You can get this position with ftell, and modify it with fseek :
ftell — Returns the current position
of the file read/write pointer
fseek — Seeks on a file pointer
You can also use rewind to... rewind... the position of that pointer.
This is not getting you a position as a line number, but closer to a position as a character number (actually, you are getting the position as a number of bytes from the beginning of the file) ; when you have that, reading a line is just a metter of reading characters until yu hit an end of line character.
BTW : as far as I remember, these functions are coming from the C language -- PHP itself being written in C ;-)

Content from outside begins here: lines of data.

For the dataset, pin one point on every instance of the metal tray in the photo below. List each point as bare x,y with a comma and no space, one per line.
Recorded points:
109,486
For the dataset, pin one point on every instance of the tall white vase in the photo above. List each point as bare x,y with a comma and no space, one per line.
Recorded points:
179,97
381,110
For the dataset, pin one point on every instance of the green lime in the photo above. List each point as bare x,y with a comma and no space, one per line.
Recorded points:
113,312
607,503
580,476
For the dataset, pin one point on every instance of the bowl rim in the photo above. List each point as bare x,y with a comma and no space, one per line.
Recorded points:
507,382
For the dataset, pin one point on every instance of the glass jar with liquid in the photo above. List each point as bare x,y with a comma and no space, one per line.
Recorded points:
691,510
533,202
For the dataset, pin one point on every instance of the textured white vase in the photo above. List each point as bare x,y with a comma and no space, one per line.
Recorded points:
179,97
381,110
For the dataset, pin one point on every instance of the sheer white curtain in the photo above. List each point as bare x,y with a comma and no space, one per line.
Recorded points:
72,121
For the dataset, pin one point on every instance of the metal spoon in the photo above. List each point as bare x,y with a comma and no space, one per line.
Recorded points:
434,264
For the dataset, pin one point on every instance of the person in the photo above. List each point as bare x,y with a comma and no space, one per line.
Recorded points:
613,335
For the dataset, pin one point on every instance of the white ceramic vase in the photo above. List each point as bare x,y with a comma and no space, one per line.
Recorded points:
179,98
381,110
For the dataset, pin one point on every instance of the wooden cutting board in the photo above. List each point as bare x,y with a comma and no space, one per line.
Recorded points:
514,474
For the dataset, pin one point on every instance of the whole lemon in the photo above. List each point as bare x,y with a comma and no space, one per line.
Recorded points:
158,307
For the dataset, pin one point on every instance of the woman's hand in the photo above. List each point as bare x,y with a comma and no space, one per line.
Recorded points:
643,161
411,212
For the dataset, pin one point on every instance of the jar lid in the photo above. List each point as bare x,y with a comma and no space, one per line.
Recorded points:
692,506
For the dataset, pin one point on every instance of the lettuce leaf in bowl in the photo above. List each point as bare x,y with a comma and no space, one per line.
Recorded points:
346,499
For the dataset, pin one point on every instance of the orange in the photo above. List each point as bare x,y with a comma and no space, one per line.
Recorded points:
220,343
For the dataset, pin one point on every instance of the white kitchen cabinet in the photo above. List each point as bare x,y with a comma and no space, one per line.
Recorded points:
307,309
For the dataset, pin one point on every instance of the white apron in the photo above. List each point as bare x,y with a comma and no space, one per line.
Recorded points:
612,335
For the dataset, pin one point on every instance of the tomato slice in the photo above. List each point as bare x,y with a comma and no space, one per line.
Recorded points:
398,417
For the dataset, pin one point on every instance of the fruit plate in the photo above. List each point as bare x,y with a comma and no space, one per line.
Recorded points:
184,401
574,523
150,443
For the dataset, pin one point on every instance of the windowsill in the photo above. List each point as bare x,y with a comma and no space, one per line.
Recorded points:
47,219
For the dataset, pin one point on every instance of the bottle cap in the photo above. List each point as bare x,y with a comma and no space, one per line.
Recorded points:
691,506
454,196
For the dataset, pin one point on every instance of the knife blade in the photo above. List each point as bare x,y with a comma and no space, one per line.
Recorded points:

Files are just a stream of data, read from the beginning to the end. The OS will remember the position you've read so far in that file. If needed, doing so in the application as well is fairly simple. The OS only cares about byte positions though, not lines.
Just imagine dealing out a deck of 52 card sequentially. You hand off the first card. Next time the 2. card. When you want to give out the 3. card , you don't need to start counting from the start again, or even remembering where you were you just hand out the next available card, and that'll be the third.
It might be a bit more work that's needed to read lines, since you'd want to buffer data read from the actual file for preformance sake, but it's not that much more to it than to record the offset of the last piece of data you handed out, find the next newline character and hand off all the data between those 2 points.
PHP nor the OS has no real need to keep the line number around, since all the system care about is "next line". If you want to know the line number, you keep a counter and increment it every time your app reads a line.
$lineno=0;
while (!feof($handle)) {
$buffer = fgets($handle, 4096);
lineno++; // keep track of the line number
...
}
i hav this old sample i hob its can help you :)
$File = file('path');
$array = array();
$linenr = 5;
foreach( $File AS $line_num => $line )
{
$array = array_push( $array , $line );
}
echo $array[($linenr-1)];
You could just call fgets and increment a var $line_number each time you call it. That would tell you the line it is on.